For those who wonder where the notion that the Council on Foreign Relations runs the U.S. government, here is a quick explanation, from my book Conspiracy, pp. 115-17.
In 1938, a time of cresting totalitarianism in Europe, the House of Representatives established the Committee on Un-American Activities to investigate "the diffusion within the United States of subversive and un-American propaganda."[1] But only with the cold war did this concern become an issue with national repercussions. Senator Joseph McCarthy (Republican of Wisconsin) gave its most famous exposition in a 1951 Senate speech during which he asked and answered his own question:
How can we account for our present situation unless we believe that men high in this Government are concerting to deliver us to disaster? This must be the product of a great conspiracy, a conspiracy on a scale so immense as to dwarf any previous such venture in the history of man. A conspiracy of infamy so black that, when it is finally exposed, its principles shall be forever deserving of the malediction of all honest men.[2]
With great fanfare and the usual conspiracist disregard for evidence and procedure, McCarthy then proceeded to use his control of the Permanent Investigations Subcommittee to uncover American communists in government, show business, the academy, and other leading positions. Some individuals named were indeed communists, but many were not. McCarthy's sensational charges and uncontrolled methods may represent the most visible example of conspiracism's entering American mainstream politics. Only three years later, however, his campaign was defunct, felled by its own tendentiousness: the very prominence of his charges proved to be their undoing, for he needed to substantiate them and could not.
In the wake of this failure, an alternate conspiracy theory gained currency, one stressing not "the shabby people who staff the official apparatus of the Communist Party" but "well-intentioned people (in the PTA and similar organizations) who have been brainwashed with Communist ideas."[3] This theory focuses on the Council on Foreign Relations (CFR), a New York club that brings together Americans with an earnest interest in the outside world. Looking at its membership rolls, conspiracy theorists noted that its members staffed many of the highest positions in each presidential administration, Democratic or Republican, as well as many other key positions throughout American life.
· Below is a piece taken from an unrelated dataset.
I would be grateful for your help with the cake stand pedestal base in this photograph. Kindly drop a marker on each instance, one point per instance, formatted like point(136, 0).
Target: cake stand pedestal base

Finding a hierarchy where none exists, reading discipline into a voluntary organization, the Right fingers the CFR as the "invisible government" that really runs the United States. What does the council use its immense power to achieve? Conspiracy theorists deem its goal "to get Americans to the point where entering a world government would seem as natural and American as baseball and apple pie."[4] This has other, more ominous implications: to "convert America into a socialist state" and achieve the Stalinist goals of "collectivization and subjugation of the human race."[5] Some leading members of the invisible government "know exactly what they are doing" in bringing America under the Kremlin's thumb;[6] but the great majority (and especially in the case of some anticommunist CFR members) do not realize they are working for its ends.[7] Yet others who have no taste for one-world government get coopted: "all it takes is a quiet word from the right person to destroy the future of any public company that is carrying a substantial debt."[8] Such power also explains why the national media never permit criticism of the CFR.
While membership in the CFR "has become a prerequisite for running for the presidency,"[9] the CFR's power reduced even the president to a figurehead. In the case of Dwight Eisenhower, the John Birch Society found that in return for his having "been guided by, and taken orders from, the Communist bosses, . . . the Communist push was behind him every step of the way" of his career. In all, he was "the most completely opportunistic and unprincipled politician America has ever raised to high office," and he played a leading part in "treasonous developments."[10] In the view of a right-wing priest, John Kennedy was "more or less a victim of his job in the White House. He had a lot of enemies and his wires were tapped all the time."[11]
[1]. Quoted in David Brion Davis, ed., The Fear of Conspiracy: Images of Un-American Subversion from the Revolution to the Present (Ithaca, N.Y.: Cornell University Press, 1971), p. 279.
[2]. 14 June 1951, Congressional Record, 82d Cong. 1st sess. vol. 97, pt. 5, p. 6602.
[3]. Dan Smoot, The Invisible Government, 2d ed. (Boston: Western Islands, 1977), p. 115. PTA stands for Parent-Teachers Association, a group that organizes parents' involvement in the schools their children attend.
[4]. Gary H. Kah, En Route to Global Occupation (Lafayette, La.: Huntington House, 1991), p. 36.
[5]. Smoot, Invisible Government, pp. 3, xvi.
[6]. Ibid., p. 141.
[7]. This presumably explains why my name is listed in James Perloff, The Shadows of Power: The Council on Foreign Relations and the American Decline (Appleton, Wisc.: Western Islands, 1988), p. 261.
[8]. Pat Robertson, The New World Order (Dallas: Word, 1991), pp. 135-36.
[9]. Kah, En Route to Global Occupation, p. 55.
[10]. Robert Welch, The Politician (Belmont, Mass.: Privately printed., 1963), pp. 83, 17, 6.
[11]. Father Louis Rohr, quoted in Donald Warren, Radio Priest: Charles Coughlin, the Father of Hate Radio (New York: Free Press, 1996), p. 296.